In der letzten Zeit hatte ich die Kamera öfters mal auf schwarzweiss eingestellt, so daß ich bereits die Voransicht auf dem rückwärtigen Display ohne Farben bekam. Außerdem hatte ich mich dabei meist auf eine Brennweite um die 17 oder 18mm beschränkt, was Kleinbild-äquivalent etwa 35mm entspricht. Ich wählte eine solche selbstgesetzte Limitierung, um mich an früher (Schwarzweiss-Film) und an Kameras ohne Wechsel- oder nur mit einem leicht weitwinkligen Objektiv zu erinnern. Schließlich sind auch früher und genau auf diese Weise schon sehr viele sehr gute Fotos gemacht worden.
Was kam dabei heraus? Nun, vorgestern abend zum Beispiel regnete es – also nutzte ich den vorhandenen Studioblitz und den Spieltrieb unserer Katze, um folgendes Tier”portrait” zu fabrizieren:
Und gestern nutzten wir die Sonne, um eine kurze Fahrradtour nach Mörfelden und zurück zu machen:
Eine solche Aufnahme erinnert schon irgendwie an “früher”, findet Ihr nicht? Den Kamerarucksack hatte ich übrigens absichtlich dort im Bild stehen lassen.
Heute mußten wir nach Frankfurt – bei mir stand eine Nachuntersuchung beim Nuklearmediziner an. Nach diesem Termin traf ich mich mit Mitchie und Zuleikha in der Zeil-Galerie vor einem Kamerageschäft. Und weil dort im Schaufenster ein Objektiv stand an welches ich bereits mehrmals gedacht hatte, gingen wir hinein, und ich bat den freundlichen aber beschäftigten Verkäufer, mir das Teil kurz zu überlassen. Nachdem er dies getan hatte, drehte er sich weg und telefonierte weiter:
Das Objektiv ist von der Firma Nikon und hört auf den Namen “AF Nikkor 85mm 1:1.8 D”. Und da ich aber eine Olympus Kamera besitze, passt es an diese nur mit einem Adapter, wobei der AF (=Autofokus) dann auch wegfällt. Also war manuelles Scharfstellen angesagt.
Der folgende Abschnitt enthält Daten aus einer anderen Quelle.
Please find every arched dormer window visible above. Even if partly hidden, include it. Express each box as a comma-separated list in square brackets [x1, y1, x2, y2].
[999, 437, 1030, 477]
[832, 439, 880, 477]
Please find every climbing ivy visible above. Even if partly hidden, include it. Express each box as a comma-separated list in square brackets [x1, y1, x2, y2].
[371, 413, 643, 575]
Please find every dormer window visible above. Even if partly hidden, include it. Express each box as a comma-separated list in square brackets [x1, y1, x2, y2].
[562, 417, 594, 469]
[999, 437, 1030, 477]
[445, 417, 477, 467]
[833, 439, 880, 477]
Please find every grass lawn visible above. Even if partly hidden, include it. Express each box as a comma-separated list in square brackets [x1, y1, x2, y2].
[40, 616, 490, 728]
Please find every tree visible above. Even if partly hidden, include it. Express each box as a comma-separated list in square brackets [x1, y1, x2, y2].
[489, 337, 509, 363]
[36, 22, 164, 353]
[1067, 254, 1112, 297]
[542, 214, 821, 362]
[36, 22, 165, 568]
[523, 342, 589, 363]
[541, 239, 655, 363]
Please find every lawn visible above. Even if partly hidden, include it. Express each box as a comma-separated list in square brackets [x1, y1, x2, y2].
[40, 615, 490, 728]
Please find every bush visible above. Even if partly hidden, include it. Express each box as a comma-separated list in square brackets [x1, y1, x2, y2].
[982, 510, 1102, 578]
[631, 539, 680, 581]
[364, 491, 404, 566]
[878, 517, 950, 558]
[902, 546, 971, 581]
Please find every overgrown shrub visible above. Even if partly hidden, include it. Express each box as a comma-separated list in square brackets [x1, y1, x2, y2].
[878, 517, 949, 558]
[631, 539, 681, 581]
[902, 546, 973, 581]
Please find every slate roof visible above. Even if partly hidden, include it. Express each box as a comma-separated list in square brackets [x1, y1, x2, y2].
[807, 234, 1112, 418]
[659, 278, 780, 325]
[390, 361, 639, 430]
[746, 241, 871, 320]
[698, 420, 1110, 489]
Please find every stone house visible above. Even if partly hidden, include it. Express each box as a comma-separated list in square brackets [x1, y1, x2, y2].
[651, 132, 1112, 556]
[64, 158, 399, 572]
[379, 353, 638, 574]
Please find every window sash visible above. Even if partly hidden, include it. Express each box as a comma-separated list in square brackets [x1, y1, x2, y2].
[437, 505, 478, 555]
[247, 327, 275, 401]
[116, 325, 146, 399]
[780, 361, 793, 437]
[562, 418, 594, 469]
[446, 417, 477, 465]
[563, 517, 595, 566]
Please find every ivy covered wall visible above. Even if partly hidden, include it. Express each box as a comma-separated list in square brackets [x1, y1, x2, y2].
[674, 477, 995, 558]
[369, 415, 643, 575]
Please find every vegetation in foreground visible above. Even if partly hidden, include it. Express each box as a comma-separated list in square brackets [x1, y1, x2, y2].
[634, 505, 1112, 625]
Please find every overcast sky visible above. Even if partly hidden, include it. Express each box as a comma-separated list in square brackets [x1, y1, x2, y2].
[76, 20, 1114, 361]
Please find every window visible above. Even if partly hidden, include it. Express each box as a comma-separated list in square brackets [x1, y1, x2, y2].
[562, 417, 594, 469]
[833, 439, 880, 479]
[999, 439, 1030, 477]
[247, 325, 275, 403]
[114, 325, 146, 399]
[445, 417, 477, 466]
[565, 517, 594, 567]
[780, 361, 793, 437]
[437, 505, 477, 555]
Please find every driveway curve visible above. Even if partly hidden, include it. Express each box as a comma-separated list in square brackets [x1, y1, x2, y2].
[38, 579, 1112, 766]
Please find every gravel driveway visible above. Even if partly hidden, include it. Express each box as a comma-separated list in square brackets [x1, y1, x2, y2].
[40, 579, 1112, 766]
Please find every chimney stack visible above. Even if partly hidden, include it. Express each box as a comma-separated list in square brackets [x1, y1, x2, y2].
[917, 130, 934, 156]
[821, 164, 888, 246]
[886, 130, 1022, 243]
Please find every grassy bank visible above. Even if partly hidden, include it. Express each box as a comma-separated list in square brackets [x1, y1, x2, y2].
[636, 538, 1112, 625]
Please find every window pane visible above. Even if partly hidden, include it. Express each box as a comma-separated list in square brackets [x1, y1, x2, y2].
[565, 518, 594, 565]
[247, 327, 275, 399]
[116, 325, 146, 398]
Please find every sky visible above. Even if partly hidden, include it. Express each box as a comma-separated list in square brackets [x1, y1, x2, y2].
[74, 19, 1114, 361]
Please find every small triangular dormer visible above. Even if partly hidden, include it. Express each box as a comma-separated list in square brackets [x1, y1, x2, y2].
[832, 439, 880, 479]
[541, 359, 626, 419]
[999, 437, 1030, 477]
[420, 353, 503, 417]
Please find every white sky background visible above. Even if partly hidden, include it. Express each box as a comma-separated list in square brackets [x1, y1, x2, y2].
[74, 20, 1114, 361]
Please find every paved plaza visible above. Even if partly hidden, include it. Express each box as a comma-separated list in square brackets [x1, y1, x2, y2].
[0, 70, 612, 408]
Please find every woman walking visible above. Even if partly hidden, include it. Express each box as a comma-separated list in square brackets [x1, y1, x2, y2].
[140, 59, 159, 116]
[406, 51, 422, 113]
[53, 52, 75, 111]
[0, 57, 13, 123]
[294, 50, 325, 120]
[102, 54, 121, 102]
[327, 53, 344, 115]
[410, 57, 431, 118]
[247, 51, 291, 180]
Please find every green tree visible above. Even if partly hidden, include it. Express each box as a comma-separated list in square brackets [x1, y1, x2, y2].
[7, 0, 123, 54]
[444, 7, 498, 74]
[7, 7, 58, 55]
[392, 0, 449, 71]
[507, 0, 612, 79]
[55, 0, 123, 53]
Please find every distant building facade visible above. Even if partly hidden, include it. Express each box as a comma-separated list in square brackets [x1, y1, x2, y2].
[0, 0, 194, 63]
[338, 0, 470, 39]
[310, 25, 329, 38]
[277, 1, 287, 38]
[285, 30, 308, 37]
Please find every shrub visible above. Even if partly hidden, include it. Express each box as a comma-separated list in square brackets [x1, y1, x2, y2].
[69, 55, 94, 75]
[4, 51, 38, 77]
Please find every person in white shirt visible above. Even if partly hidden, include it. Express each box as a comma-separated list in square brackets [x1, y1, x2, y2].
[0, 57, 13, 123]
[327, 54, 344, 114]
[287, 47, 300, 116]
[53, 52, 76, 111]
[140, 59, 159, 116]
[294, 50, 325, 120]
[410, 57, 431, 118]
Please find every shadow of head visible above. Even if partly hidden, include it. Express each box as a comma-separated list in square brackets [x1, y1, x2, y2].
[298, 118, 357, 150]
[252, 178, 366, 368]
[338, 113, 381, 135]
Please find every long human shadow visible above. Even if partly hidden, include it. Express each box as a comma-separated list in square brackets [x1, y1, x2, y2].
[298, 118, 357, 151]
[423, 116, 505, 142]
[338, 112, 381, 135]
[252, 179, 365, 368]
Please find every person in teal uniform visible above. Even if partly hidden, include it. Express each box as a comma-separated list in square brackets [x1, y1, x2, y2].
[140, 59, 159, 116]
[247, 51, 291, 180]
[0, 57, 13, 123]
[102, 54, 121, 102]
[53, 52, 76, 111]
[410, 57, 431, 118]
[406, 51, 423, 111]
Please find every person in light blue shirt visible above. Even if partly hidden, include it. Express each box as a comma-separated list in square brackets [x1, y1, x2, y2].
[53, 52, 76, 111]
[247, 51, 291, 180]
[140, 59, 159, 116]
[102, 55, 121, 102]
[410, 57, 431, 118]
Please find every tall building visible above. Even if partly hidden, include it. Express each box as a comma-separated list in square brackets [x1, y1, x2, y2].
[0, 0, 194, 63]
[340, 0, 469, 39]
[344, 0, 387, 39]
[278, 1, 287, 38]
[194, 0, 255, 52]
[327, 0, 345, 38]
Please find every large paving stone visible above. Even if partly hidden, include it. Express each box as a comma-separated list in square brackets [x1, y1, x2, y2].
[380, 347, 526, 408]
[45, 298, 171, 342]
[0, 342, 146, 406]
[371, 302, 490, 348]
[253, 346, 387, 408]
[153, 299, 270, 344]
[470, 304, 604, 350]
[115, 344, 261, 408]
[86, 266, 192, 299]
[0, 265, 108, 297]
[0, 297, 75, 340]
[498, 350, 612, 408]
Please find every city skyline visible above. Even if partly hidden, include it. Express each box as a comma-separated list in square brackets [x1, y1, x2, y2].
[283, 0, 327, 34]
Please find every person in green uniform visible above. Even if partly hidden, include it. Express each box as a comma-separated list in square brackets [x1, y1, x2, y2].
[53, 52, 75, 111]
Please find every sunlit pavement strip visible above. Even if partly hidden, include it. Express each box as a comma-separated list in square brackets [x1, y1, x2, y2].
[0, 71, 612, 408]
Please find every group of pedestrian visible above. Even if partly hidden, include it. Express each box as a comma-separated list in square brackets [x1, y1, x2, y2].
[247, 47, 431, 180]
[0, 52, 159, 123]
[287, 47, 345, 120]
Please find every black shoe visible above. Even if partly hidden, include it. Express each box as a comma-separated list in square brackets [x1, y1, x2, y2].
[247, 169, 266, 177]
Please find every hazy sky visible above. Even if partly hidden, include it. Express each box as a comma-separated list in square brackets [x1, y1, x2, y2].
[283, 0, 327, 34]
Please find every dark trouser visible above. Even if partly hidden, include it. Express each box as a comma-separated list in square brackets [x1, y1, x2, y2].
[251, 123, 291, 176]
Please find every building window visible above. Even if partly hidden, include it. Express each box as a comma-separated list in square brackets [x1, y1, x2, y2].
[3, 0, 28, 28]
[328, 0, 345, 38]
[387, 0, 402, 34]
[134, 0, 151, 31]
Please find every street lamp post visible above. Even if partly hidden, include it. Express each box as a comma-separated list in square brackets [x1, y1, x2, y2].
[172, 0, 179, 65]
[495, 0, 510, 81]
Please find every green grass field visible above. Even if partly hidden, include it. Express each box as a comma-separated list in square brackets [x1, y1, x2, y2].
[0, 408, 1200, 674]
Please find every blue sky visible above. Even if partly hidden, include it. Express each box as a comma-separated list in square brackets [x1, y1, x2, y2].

Beim Foto des Kameraverkäufers fiel mir zu Hause auch ein so genanntes “purple fringing”, also ein lila Farbsaum über Hals und Schulter des Mannes auf, was aber in jedem Raw-Konverter mit einem Mausklick korrigiert werden kann. Weshalb ich an dieses Objektiv gedacht hatte und es ausprobieren wollte? Weil es eine solche Brennweite mit einer solchen Öffnung nicht von Olympus oder Panasonic gibt. Und weil ein Objektiv von Nikon dann immerhin – später einmal – an einer Nikon Kamera auch automatisch scharfstellen würde.
Tja, die Schärfe manuell einwandfrei einzustellen ist so eine Sache. Die Sucher und Mattscheiben moderner digitaler Spiegelreflexkameras sind dafür eigentlich nicht mehr geeignet (mit Ausnahme einiger sehr hochpreisiger Modelle, bei denen eine Mattscheibe mit Schnittbildindikator – wie früher – eingebaut werden kann). Und die Displays auf der Rückseite zeigen sogar sehr genau die Schärfe an, welche tatsächlich am Sensor anliegt, und das auf Wunsch auch noch in einiger Vergrößerung – aber wenn man es mit bewegten Objekten zu tun hat, verliert man schnell den Gesamtüberblick über das zu erwartende Ergebnis.
Dies hier war und ist zum Beispiel nicht hundertprozentig scharf:
Aus dem Grund habe ich – was ich sonst so gut wie nie mache – eine leichte Unschärfemaske in der Nachbearbeitung benutzt, um das Bild dennoch zumindest für eine Darstellung auf einer solchen Webseite wie hier zu retten.
Übung gehört dazu. Immerhin läßt sich dieses 85mm Objektiv leichter manuell scharf stellen als mein ebenfalls manuelles 50er von Olympus. Und die Hintergrundunschärfe ist bei Offenblende dann auch wirklich bemerkenswert. Damit würde ich gerne öfters einmal herumspielen – wenn ich mal wieder ~ 430€ übrig haben sollte, werd ich das nochmal überlegen. Es gibt übrigens von der koreanischen Firma Samyang ein Objektiv ab ca. 250€, welches sogar eine Blende von 1:1.4 bietet und dabei mindestens ebenso scharf abbildet wie das heute ausprobierte Nikon. Sowas liegt nur leider nicht bei örtlichen Händlern zum Ausprobieren herum.
Danke für’s Anschauen und für’s Lesen.